The deal sets the stage for the long-anticipated opening of the first Target-brand discount stores outside the company’s home turf. By 2014, the No. 2 U.S. discount retailer plans to operate 100 to 150 stores under its own name in Canada, where archrival Wal-Mart Stores Inc already has an extensive presence.
Target, known for its cheap but chic merchandise, will pay Hudson’s Bay about C$1.83 billion ($1.84 billion) for up to 220 of its leases and run the stores under the Zellers brand for a period of time. Hudson’s Bay, founded in 1670 as a fur trader, will continue to run the rest of the Zellers locations.
Target “had the balance sheet for some time to expand internationally,” said Wall Street Strategies analyst Brian Sozzi. “The opportunity is quite sizable for Target - they’re going in there with proven sites. It could move the needle, absolutely.”
Target, whose shares were down slightly on Thursday, also said it was looking to sell its $6.7 billion credit card receivables portfolio.
The move north will put pressure on Target’s profit at first as it invests more than C$1 billion to revamp the Zellers stores and add to profit in the first full year of operations.
It expects its Canadian stores to have similar revenue to its U.S. locations. In 2009, Target earned $2.49 billion on $65.36 billion in revenue.
Minneapolis-based Target, with more than 1,700 stores in 49 U.S. states, ranks as the second-largest discount chain in the United States, trailing Wal-Mart, the industry leader. It has built its reputation on offering a range of lower-priced clothing, housewares and other goods that appeal to more upscale American shoppers.
Wal-Mart operates 4,434 international stores, 30 more stores than it has at home. Wal-Mart already has 323 stores in Canada, where it first opened up shop in 1994.
“While the Canadians love Wal-Mart, they’ll love Target even more, I think,” said Patty Edwards, chief investment officer of Trutina Financial.
Target has considered expanding outside the United States for years but became more vocal about its plans in 2010.
Chief Executive Gregg Steinhafel told Reuters last May that Canada was a natural place to start an international expansion, pointing out that 60 percent of Canadians were familiar with the Target brand and its red-and-white bull‘s-eye logo.
The company may be interested in opening stores in other countries but has no details to announce yet, a Target spokeswoman said.
Analysts expect the company to take a couple of years after entering Canada before wading into a new market.
Before focusing on an international plan, Target likely wanted to tackle improving its U.S. operations, Edwards said.
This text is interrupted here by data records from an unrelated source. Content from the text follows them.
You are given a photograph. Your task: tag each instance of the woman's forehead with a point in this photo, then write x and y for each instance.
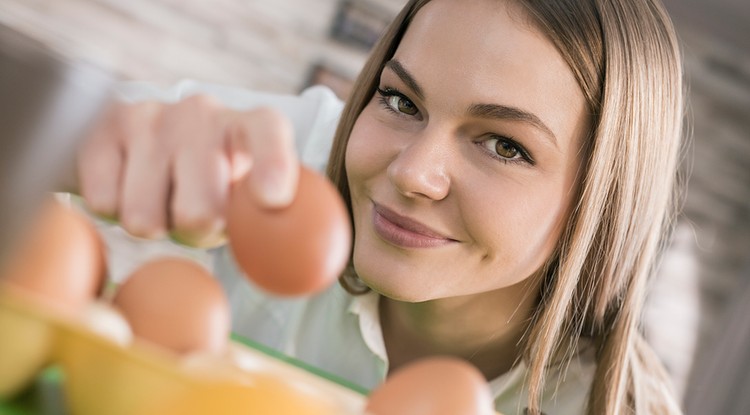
(486, 52)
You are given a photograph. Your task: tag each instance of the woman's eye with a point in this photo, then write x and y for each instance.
(506, 149)
(397, 102)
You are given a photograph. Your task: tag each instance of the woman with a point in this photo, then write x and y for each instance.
(508, 166)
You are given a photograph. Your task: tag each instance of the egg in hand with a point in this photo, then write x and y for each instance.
(296, 250)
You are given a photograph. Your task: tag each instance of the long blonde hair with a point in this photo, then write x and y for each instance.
(626, 58)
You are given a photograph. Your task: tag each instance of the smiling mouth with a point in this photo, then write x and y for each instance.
(404, 232)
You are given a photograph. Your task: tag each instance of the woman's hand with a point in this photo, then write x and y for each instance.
(166, 168)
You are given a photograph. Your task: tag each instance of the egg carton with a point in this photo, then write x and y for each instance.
(103, 376)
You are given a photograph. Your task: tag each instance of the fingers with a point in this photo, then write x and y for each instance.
(269, 137)
(100, 160)
(201, 178)
(167, 168)
(145, 183)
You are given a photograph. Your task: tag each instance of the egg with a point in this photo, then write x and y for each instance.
(433, 386)
(59, 262)
(177, 304)
(297, 250)
(106, 321)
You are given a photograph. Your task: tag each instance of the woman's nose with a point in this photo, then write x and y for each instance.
(421, 169)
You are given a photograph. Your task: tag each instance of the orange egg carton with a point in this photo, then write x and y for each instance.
(100, 376)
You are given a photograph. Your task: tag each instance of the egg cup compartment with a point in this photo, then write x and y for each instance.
(26, 340)
(102, 377)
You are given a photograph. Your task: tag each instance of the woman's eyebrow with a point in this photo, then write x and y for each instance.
(504, 112)
(405, 76)
(491, 111)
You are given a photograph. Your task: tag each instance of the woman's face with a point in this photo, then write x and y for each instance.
(463, 165)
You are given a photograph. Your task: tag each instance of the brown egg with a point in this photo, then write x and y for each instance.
(433, 386)
(177, 304)
(60, 260)
(297, 250)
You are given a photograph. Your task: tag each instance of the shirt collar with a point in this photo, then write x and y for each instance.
(366, 307)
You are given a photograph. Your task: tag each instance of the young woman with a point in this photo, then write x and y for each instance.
(509, 169)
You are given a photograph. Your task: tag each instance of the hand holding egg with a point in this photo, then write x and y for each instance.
(297, 250)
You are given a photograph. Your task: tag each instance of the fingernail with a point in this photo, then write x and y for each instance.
(274, 188)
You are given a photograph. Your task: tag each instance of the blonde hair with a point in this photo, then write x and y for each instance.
(626, 58)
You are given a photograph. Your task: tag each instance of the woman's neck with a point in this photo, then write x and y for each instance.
(484, 329)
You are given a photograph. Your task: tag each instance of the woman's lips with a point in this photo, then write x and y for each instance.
(404, 232)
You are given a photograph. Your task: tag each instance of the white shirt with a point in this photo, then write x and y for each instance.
(333, 331)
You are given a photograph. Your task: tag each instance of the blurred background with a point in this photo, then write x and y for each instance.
(696, 315)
In recent years it had to fight off a push from hedge fund manager William Ackman while dealing with the impact of the recession on Americans’ spending habits.
“I don’t believe the U.S. consumer is going to get that much better for a number of years,” said Edwards. “So you want to go where the money is, and frankly, the money’s in Canada.”
Canadian retailers have faced growing competition as U.S. rivals look to the relatively healthy market north of the border. Canada’s recession was shallower than that in the United States, and comparably modest retail rents have made it a logical place to expand.
Other U.S. retailers tipped to expand into Canada include Marshalls and Dick’s Sporting Goods.
Wal-Mart does not break down non-U.S. sales by country, but rang up more than $100 billion in international revenue last year.
There are 279 Zellers stores across Canada, and Hudson’s Bay said there were no plans to close the remaining stores or discontinue the Zellers brand.
“The plan is to continue to run the rest of the Zellers stores,” said spokeswoman Freda Colbourne. “There are a lot of places across the country that Target’s probably not interested in moving into, where Zellers enjoys a great presence.”
Colbourne said other retailers may want to purchase some of the remaining spaces.
Hudson’s Bay once owned 3 million square miles (7.8 million square km) of what is now Canada -- an area more than 10 times the size of Texas. It acquired the 80-year-old Zellers, its discount brand, in 1978. Walter Zeller launched the company in 1931 when he bought 14 Canadian stores from American retailer Schulte-United.
Target shares, which initially rose to $56.28, were down 13 cents at $55.22 in New York.